L’Alliance des États du Sahel (AES), sous l’impulsion d’Ibrahim Traoré, aspire à une profonde intégration fédérale. Pourtant, cette noble ambition se confronte de plus en plus aux impératifs de gouvernance actuels, où la survie immédiate des régimes semble primer sur une véritable intégration institutionnelle durable. Tandis que la rhétorique officielle met en avant l’émergence d’une confédération souveraine, déterminée à rompre avec les anciennes tutelles occidentales, la réalité opérationnelle révèle une prédominance des actions bilatérales. Chaque capitale, en effet, privilégie avant tout la sécurisation de ses propres frontières. Cette méthode « à la carte » menace la cohésion de l’AES, transformant le grand dessein fédéral en une simple addition de stratégies nationales de défense. Bien qu’unies par un ennemi commun, ces approches manquent de mécanismes de solidarité organique robustes, indispensables pour assurer la pérennité de l’Alliance au-delà des mandats des dirigeants actuels.
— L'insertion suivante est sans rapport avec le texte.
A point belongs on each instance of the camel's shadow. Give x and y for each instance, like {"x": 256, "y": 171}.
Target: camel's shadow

Du point de vue politique, les récentes déclarations d’Ibrahim Traoré, exhortant les citoyens à « oublier la démocratie », signalent un net virage autoritaire. Cette orientation compromet potentiellement la légitimité à long terme de l’AES. En faisant du « tout-sécuritaire » l’unique priorité, Traoré semble sacrifier les libertés publiques au nom d’une efficacité qui, paradoxalement, ne parvient pas encore à garantir une stabilisation durable du territoire. Cette conception d’une « exception sahélienne » perpétuelle pourrait bien éloigner une partie de la société civile et de la jeunesse. Initialement attirées par un discours de changement radical, ces populations risquent de voir l’AES non plus comme un vecteur d’émancipation, mais comme un instrument de contrôle social et de répression des voix dissidentes.
Sur le plan économique, l’Alliance ressent également les effets de cette approche de gestion duale, tiraillée entre une aspiration à l’indépendance monétaire et une dépendance croissante vis-à-vis de nouvelles influences géopolitiques. Tandis qu’Ibrahim Traoré formule de nombreuses promesses de transformation endogène et de souvéraineté alimentaire, les indicateurs économiques révèlent une vulnérabilité persistante aux fluctuations externes et des défis pour rendre opérationnelle la banque d’investissement de l’AES. Le contraste est saisissant : tout en condamnant l’impérialisme, Ouagadougou intensifie ses partenariats stratégiques et financiers avec des acteurs comme la Russie ou la Turquie, souvent dans des contextes peu transparents. Cette tendance soulève des inquiétudes quant au risque que les réflexes bilatéraux ne finissent par éroder la véritable substance économique de l’ambition fédérale.
Pour finir, la crédibilité militaire de l’AES, pierre angulaire de son projet, est sérieusement compromise par une communication qui s’éloigne de plus en plus des réalités complexes du terrain. Bien que l’acquisition de nouveaux matériels soit présentée comme un triomphe de la souveraineté, l’incorporation de civils dans les opérations anti-terroristes engendre des risques significatifs de dérives communautaires, que la structure actuelle de l’AES ne semble pas en mesure de maîtriser. En se positionnant comme le garant d’une victoire prochaine contre le djihadisme, Ibrahim Traoré adopte une rhétorique polarisante du « tout ou rien ». Cette approche, bien que capable de mobiliser les soutiens à court terme, expose l’ensemble de l’Alliance à une grande fragilité face à la moindre défaite tactique. Cela met en lumière la nature précaire d’un équilibre qui repose davantage sur le charisme d’un individu que sur la robustesse institutionnelle d’une organisation régionale.